If this coding scheme is used on totally random scatterings of one-bits, making up a fraction f of the total (the rest being zero bits), the probability that a run length cannot be encoded in a single byte is (1-f)^64.
To make an estimate of what compression to expect, and hence how much array space to reserve for the packed lists, we note that Lost positions are not expected to total more than about 50% of all positons. A single piece of black already covers some 8-20% of the board, and if a white King hapens to be on that 10%, black to move is certainly not lost. And black is supposed to have 3 or 4 pieces in the tablebases we are building. Furthermore, if another white piece is under fire, it is likely to be undefended, and capturing it usually also spoils the win for white. And white is also supposed to have 2-4 pieces. So 30-50% lost positions is actually very high, even for a totally won end-game.

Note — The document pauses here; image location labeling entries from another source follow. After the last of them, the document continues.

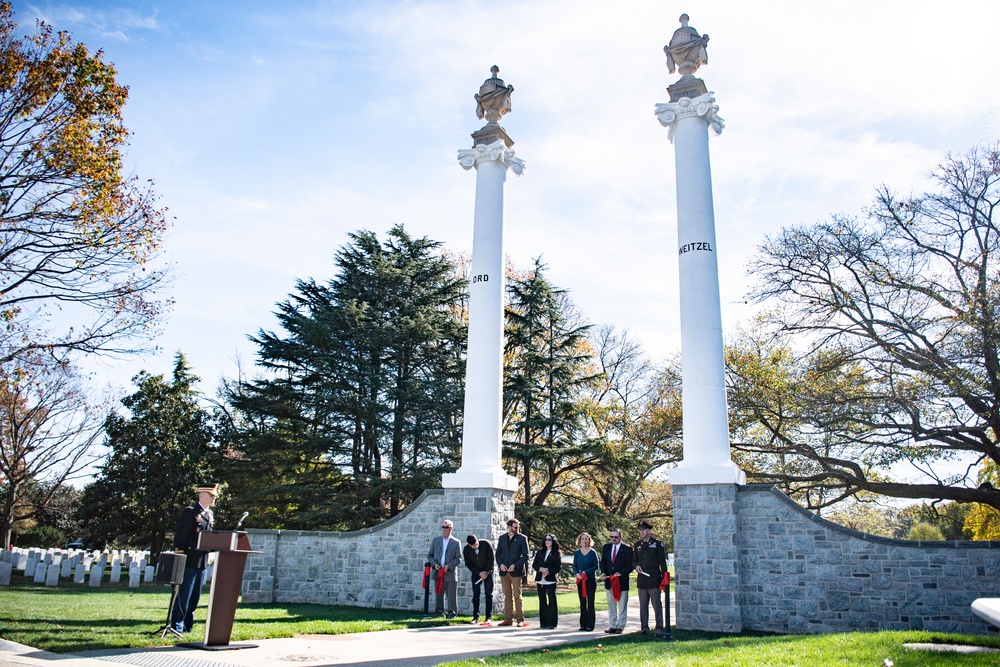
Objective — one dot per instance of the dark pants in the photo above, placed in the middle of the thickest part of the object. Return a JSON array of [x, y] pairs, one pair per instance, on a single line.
[[482, 586], [548, 613], [188, 593], [647, 596], [587, 617]]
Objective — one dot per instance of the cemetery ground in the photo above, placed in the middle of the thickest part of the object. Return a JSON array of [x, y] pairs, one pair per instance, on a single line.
[[69, 618], [72, 618]]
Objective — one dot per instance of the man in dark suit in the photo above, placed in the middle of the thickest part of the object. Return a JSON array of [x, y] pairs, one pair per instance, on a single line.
[[616, 565], [445, 554], [650, 561], [512, 557], [478, 557], [193, 520]]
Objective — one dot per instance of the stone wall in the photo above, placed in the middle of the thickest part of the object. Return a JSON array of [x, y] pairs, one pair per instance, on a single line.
[[796, 572], [379, 567], [706, 560]]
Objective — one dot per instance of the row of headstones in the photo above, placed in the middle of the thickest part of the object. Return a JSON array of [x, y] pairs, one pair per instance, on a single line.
[[51, 565]]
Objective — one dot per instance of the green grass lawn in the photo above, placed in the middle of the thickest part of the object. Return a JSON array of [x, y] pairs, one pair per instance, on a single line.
[[76, 618], [696, 649]]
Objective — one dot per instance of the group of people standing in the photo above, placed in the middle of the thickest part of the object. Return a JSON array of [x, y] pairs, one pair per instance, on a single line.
[[647, 558]]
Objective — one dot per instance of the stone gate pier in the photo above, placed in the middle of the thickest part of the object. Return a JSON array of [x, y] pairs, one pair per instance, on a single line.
[[380, 567], [746, 556]]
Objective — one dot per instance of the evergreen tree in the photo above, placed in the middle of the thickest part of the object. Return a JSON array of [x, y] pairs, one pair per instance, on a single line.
[[358, 409], [548, 367], [158, 453]]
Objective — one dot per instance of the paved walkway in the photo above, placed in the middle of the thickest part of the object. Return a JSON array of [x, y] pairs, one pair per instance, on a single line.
[[400, 648]]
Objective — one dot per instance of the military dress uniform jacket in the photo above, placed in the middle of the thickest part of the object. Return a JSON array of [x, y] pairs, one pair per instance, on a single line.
[[513, 551], [651, 556], [193, 519], [622, 564]]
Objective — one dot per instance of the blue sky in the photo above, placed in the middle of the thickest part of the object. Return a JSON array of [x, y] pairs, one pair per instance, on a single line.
[[273, 129]]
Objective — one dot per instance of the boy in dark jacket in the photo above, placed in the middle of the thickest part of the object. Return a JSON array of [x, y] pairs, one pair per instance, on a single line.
[[479, 559]]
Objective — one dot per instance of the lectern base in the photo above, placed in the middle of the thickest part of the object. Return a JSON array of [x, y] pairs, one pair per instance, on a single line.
[[216, 647]]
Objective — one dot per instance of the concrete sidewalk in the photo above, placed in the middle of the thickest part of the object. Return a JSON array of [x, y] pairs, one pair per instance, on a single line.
[[399, 648]]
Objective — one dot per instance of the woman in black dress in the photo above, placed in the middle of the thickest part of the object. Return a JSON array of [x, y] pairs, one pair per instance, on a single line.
[[547, 563]]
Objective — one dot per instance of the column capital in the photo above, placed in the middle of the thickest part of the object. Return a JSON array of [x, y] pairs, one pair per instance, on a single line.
[[471, 157], [703, 106]]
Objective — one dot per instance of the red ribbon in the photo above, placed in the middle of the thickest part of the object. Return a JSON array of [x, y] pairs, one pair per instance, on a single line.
[[616, 588]]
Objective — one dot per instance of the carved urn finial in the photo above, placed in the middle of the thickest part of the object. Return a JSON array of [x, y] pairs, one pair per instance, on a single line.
[[493, 100], [686, 51]]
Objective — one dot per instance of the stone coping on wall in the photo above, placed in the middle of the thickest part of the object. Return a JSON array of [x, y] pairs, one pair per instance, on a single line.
[[940, 544], [354, 533]]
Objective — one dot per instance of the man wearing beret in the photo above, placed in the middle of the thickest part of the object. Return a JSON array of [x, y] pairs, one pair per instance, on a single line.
[[193, 520], [650, 559]]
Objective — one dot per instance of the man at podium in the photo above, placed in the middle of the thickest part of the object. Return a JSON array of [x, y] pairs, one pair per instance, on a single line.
[[193, 519]]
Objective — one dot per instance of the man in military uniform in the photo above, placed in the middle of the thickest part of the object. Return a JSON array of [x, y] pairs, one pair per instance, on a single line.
[[193, 519], [650, 559]]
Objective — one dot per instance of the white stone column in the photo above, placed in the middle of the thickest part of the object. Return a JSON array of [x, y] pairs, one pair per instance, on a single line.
[[706, 421], [491, 155], [482, 448]]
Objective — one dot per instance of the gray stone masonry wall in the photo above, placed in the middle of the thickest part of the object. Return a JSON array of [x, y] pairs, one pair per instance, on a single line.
[[706, 560], [379, 567], [801, 573]]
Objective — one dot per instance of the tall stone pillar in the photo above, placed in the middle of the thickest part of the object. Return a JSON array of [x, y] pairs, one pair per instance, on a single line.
[[706, 554], [491, 155]]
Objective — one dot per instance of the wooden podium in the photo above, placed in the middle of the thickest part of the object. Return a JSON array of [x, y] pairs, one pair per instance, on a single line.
[[232, 547]]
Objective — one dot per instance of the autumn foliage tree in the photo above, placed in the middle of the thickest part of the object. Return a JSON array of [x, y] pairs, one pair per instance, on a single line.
[[884, 352], [77, 236], [48, 429]]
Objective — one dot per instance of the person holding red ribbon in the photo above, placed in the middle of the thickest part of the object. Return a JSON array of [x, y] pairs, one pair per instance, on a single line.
[[616, 565], [585, 565], [650, 564], [479, 557], [547, 563], [445, 555]]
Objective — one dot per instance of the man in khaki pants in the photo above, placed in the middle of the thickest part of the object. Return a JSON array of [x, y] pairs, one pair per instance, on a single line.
[[512, 557]]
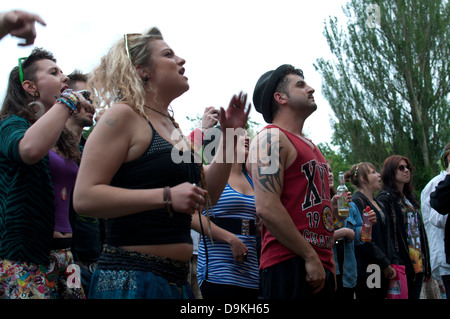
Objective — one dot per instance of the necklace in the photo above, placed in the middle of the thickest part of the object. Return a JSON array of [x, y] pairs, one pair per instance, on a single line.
[[157, 111]]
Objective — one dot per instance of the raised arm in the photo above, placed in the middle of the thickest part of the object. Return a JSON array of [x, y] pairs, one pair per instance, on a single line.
[[218, 171]]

As each 4-men disk chunk has 16M positions, encoding the run-length between the positions by 1 bytes, if half of them are won, would require 8MB. Encoding them by 2 bytes would require 16MB. But as a single byte works upto run length of 190, we can only need 2 bytes for every position in a lost(N) set if only 0.5% of the positions are lost(N), which would require then 100 cycles to make every position lost. Usually the bulk of the lost positions is concentrated in less than 10 cycles, and these cycles then have 5% of the positions declared as lost(N), implying an everage distance between them of only 20, so that 1 byte is likely to be enough to encode the bulk of the lost positions. We reserve 13MB on the disk per 4-men chunk, which should be enough to hold all packed lists for all lost(N). With the 2MB Won bitmap, we then need 15MB disk storage per chunk. For a 7-men pawnless tablebase we have 1/8 * 64^3 = 32K 4-men chunks, for a total size of 480 GB. This fits nicely on a 500GB hard drive, so there is no reason to economize further.
The other concern is the memory requirement of a single lost(N) list. Such a list is biggest when a very large fraction of the positions is in a single lost(N) set. As remarked, hardly ever more than 10% of all positions is lost(N) for any single N. In such a case the average spacing between lost(N) positions is only 10 positions, and virtually all run length will have single-byte encodings. With 10% of the positions requiring 8 bits, we have 0.8 bit per position, still making the lost(N) packed list smaller than the bitmap it represents (which uses 1 bit per position), even with this primitive encoding. But not by much. For most cycles it will be very much smaller, though.